A report by the Wall Street Journal on Saturday has revealed that the Nigerian Government paid the sum of N20 million to a bandit leader to buy-back a 12.7 calibre antiaircraft gun, his group seized from a military camp.
This was contained in a confidential internal report presented to the president in July, stating that “Criminal factions appear to be better equipped with larger-capacity advanced weaponry than national security agencies,” adding that herdsmen have reorganised operations mostly into banditry and kidnapping for ransom which fuels the rise in cases.
The WSJ stated that the young intelligence officer sent to retrieve the antiaircraft missile paid nearly $50,000 in crisp Nigerian banknotes, not for a person, but to retrieve a weapon that directly threatened Nigeria’s president.
The report cited that the kidnapping gang encamped in Nigeria’s Rugu forest had “seized an antiaircraft gun in a clash with a military unit. That posed a threat to President Muhammadu Buhari, who had been planning to fly to his hometown about 80 miles away, and the government needed to buy it back.”
“Over tea, the militant leader agreed to part with the truck-mounted 12.7 calibre antiaircraft gun in exchange for the ransom: ‘His men had plenty more ammunition,’” he said.

“ ‘I don’t need the army’s weapons,’ he said, according to the officer, whose account was corroborated by another senior Nigerian official involved in the previously undisclosed mission,” the WSJ reported.

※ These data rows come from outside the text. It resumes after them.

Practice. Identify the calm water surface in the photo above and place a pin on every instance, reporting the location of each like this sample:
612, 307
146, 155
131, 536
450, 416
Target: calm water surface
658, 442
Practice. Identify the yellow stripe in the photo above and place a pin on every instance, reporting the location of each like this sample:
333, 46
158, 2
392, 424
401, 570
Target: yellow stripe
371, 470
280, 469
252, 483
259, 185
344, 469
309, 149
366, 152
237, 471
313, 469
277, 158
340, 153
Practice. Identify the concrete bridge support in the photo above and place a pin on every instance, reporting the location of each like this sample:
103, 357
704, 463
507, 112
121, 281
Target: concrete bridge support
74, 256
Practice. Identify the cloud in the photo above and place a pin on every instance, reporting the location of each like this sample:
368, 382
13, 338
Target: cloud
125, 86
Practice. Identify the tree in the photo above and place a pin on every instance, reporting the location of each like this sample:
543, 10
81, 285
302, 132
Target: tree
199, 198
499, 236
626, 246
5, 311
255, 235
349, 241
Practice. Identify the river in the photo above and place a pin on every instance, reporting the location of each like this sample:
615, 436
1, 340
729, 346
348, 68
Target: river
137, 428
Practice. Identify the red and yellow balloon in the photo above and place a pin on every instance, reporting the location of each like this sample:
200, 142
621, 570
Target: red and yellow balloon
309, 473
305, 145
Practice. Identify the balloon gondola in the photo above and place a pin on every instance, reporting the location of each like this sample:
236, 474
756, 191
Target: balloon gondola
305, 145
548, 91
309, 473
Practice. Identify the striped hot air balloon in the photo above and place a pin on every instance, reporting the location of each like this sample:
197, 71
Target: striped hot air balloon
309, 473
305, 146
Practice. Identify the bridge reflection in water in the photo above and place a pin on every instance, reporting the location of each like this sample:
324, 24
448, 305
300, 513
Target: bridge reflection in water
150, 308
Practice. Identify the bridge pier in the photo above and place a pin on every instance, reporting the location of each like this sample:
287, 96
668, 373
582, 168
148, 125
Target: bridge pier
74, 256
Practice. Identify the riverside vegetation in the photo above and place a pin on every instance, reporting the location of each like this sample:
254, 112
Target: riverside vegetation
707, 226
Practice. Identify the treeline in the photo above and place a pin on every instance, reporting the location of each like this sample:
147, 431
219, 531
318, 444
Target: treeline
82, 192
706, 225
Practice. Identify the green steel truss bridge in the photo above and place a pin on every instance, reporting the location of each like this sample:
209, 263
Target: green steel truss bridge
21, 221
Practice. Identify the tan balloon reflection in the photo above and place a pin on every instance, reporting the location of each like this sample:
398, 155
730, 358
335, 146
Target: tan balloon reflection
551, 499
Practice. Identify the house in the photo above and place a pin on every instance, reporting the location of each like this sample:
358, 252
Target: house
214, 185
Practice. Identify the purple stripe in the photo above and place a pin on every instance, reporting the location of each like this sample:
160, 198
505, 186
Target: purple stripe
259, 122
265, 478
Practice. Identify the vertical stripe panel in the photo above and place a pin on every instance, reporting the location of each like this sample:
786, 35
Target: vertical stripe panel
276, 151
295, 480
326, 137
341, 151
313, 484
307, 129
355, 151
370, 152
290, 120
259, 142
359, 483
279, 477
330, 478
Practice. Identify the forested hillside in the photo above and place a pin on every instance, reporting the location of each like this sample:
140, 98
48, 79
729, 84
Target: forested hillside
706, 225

“The mission to buy back the antiaircraft gun began with a handoff from a high-ranking air force intelligence officer in the capital Abuja: a black zip-up bag he said was full of 20 million Nigerian Naira.
“It was given to the young intelligence officer tapped to exchange it for the antiaircraft gun the bandits had seized in an area where Mr Buhari frequently flew to visit his hometown of Daura,” they added.

The report also stated that the young officer flew to the town of Jibia on the border with Niger, where a dozen armed men emerged from the forest to meet him. They escorted him on motorbikes into a thick forest for hours, arriving at the home of their leader, a wiry man in his 30s, who collected the sack.
They also revealed that during the process of disassembling the antiaircraft gun and attempting to strap it to a wobbling motorbike, their leader aired a series of grievances against the state, stating that vigilantes had kidnapped his father, young men could no longer earn a livelihood rearing cattle, and airstrikes were killing civilians in his camps, stating that the Nigerian airforce has been bombing civilians and killing children.
The air force officer told WSJ that the bandit made “it look so simple” and “made it feel casual,” as they strapped the antiaircraft gun across two motorbikes and began to wheel it out of the camp.